Many questions remain about how the NWF will work, and in whose interest. Will it use equity stakes in manufacturing firms to steer them towards other social and environmental goals, such as reinvesting profits to innovate and reduce costs? Or will it just facilitate share buybacks? Will its support come with conditions aimed at maximising public value in the economy so the rewards are shared beyond private shareholders? Will its investment mandate go any further than attracting as much private capital as possible? Will whether or not the UK hits its legal climate targets depend on how profitable our infrastructure is? The answers could determine whether the NWF becomes a vehicle for further privatisation of UK infrastructure (and the poor management this often entails) or succeeds in stewarding capital in the public interest and coordinating an orderly, just transition to net zero.

Weekly Updates

Ownership

Fixing the broken water system. It is time to end the failed experiment of privatisation and bring water back into public ownership, argues a new report by Common Wealth. It calls for Thames Water to be taken into special administration, for clean water to be put at the heart of regulation, and for a new water system free from profiteering.

Paradigm shift

Mission-driven government. Mariana Mazzucato, the economist behind Labour’s mission-driven strategy, tells the Telegraph that Starmer’s government still hasn’t grasped how to put her ideas into practice, arguing that the NHS and growth are not missions.

Tax

Inheritance tax. The UK could raise more revenue from inheritance tax and make the system fairer by imitating other countries successes, according to a new Demos report.

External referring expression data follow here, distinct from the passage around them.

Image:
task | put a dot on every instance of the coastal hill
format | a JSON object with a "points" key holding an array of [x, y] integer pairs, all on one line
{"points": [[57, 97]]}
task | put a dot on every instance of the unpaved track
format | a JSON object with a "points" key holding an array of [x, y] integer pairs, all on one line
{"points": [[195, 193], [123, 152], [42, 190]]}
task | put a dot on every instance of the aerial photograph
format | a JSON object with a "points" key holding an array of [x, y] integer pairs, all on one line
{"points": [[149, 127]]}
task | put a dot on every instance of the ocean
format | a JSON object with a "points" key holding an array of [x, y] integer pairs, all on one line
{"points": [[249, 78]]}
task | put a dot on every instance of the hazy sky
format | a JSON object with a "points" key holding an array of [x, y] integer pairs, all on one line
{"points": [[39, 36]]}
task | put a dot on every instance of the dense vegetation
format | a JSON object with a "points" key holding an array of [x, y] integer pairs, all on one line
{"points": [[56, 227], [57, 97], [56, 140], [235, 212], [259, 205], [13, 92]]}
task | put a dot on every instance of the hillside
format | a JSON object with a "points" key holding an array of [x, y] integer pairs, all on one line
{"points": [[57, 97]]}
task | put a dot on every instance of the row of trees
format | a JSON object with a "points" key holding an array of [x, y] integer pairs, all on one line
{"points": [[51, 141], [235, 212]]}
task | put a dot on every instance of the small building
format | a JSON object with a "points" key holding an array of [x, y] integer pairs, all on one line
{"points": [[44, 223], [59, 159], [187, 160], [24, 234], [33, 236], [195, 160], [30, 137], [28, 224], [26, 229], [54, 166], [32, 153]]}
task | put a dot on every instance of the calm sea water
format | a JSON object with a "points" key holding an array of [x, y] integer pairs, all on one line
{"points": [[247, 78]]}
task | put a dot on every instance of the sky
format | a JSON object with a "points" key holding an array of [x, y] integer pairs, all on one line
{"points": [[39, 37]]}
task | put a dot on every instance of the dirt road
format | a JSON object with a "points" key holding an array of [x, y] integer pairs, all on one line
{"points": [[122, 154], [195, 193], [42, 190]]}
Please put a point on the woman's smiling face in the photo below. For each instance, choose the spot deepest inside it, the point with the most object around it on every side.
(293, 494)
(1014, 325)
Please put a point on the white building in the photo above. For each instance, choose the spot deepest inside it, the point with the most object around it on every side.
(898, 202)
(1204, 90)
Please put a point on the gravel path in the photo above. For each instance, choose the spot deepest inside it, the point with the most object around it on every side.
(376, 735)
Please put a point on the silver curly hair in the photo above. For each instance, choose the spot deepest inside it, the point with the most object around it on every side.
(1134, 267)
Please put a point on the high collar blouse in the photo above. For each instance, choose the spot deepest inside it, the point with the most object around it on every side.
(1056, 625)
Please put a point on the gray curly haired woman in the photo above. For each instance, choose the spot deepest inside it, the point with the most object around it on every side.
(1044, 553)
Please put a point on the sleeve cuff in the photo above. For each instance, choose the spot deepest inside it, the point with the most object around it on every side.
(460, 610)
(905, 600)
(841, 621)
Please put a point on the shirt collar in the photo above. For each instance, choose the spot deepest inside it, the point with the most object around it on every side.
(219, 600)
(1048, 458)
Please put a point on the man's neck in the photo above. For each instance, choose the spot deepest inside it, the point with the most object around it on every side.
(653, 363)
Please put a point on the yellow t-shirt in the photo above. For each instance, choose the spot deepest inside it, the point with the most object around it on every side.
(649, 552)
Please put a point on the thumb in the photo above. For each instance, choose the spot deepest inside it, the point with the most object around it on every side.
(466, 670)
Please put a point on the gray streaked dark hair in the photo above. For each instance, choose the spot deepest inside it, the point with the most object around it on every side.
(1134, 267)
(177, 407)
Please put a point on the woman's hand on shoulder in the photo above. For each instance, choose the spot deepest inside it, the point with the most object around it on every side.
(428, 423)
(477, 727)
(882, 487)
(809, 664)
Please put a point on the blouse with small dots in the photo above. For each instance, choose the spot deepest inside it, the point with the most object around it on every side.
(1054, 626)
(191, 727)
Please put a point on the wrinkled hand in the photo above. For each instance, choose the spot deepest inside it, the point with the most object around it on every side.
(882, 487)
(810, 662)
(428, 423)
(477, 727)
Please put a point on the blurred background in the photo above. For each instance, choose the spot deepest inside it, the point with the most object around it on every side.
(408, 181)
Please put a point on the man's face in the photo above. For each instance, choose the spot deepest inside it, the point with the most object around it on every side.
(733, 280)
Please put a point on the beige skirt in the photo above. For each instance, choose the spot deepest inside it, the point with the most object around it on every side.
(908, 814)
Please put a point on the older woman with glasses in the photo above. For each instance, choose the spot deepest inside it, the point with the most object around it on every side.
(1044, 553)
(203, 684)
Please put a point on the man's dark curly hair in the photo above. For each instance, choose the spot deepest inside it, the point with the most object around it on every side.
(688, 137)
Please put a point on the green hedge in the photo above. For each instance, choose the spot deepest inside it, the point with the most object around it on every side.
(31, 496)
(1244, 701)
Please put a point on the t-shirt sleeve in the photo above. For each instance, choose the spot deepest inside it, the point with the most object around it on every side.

Will France implement a 90% on the rich? The New Popular Front, a four-party coalition of left and green parties who are now the largest group in the French parliament, have proposed a 90% tax on all income above €400,000 to fund social policies, redistribute wealth and reduce economic inequality.

Fiscal policy

Can the OBR be retooled for progressive change? Economist Nick O’Donovan has published a peer reviewed article on The OBR and the unintended consequences of Mr Osborne. The article “considers whether the OBR is inherently biased towards austerity and fiscal conservatism, or whether OBR scrutiny is compatible with more radical changes in the UK’s political economy.”